Of the 18 patients treated in the case series, all but 3 reached clinical cure. Of the 15 who were cured, 11 had no diarrhea after 8 weeks and were not tested for CDI; 2 patients had no diarrhea and had a negative CDI test; the remaining two had continued diarrhea, but their stool tests came back negative.

“The reported cure rates are in line with those reported in a recently published meta-analysis, including all studies investigating the effects of FMT capsules in recurrent C. difficile infection reporting a primary cure of 85% (95% confidence interval: 82%-88%) across all studies,” Helms and colleagues wrote.

The investigators said their findings were limited by the small sample size. They were also unable to analyze patient microbiomes before and after treatment.

Helms and colleagues said a number of unanswered questions remain regarding FMT, but they said the stability of cure rates regardless of the number of donors, ought to inform future treatment decisions.
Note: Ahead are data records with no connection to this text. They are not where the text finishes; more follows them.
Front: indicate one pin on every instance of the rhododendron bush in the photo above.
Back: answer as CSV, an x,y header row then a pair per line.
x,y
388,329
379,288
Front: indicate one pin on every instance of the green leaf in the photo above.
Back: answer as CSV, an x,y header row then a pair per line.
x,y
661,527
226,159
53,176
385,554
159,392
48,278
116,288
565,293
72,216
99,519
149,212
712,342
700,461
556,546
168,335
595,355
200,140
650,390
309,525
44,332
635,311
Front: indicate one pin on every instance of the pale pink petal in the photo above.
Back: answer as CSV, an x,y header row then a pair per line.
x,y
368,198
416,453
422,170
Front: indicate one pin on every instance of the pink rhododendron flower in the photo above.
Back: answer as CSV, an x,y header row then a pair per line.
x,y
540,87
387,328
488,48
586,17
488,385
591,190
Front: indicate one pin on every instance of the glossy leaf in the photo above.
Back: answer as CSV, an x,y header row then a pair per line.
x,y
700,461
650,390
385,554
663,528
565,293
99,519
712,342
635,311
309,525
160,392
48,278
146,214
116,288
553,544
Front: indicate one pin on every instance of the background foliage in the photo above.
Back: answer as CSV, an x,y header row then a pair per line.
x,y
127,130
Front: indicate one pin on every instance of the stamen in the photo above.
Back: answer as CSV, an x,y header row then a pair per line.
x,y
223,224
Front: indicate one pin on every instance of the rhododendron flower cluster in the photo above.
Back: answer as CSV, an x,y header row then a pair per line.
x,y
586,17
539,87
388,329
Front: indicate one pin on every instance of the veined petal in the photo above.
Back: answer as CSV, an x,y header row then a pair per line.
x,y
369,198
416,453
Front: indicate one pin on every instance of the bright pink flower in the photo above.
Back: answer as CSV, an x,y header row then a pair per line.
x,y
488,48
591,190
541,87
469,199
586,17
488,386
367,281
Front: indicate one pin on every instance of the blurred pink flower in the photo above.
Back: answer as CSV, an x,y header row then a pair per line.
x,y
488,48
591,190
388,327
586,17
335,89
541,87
“Due to safety concerns of multi-donor treatment and the high cure rates following single-donor treatment, future use of multi-donor FMT treatment of recurrent C. difficile infection must be considered obsolete,” they argued.

Still, they said investigators should continue to search for ways to improve the safety of FMT without sacrificing efficacy.

“Two approaches to achieving this may be to determine the lowest effective treatment dose or to only transfer sterile fecal material without the bacterial fraction, called fecal virome transplantation, which has shown promising results,” they said.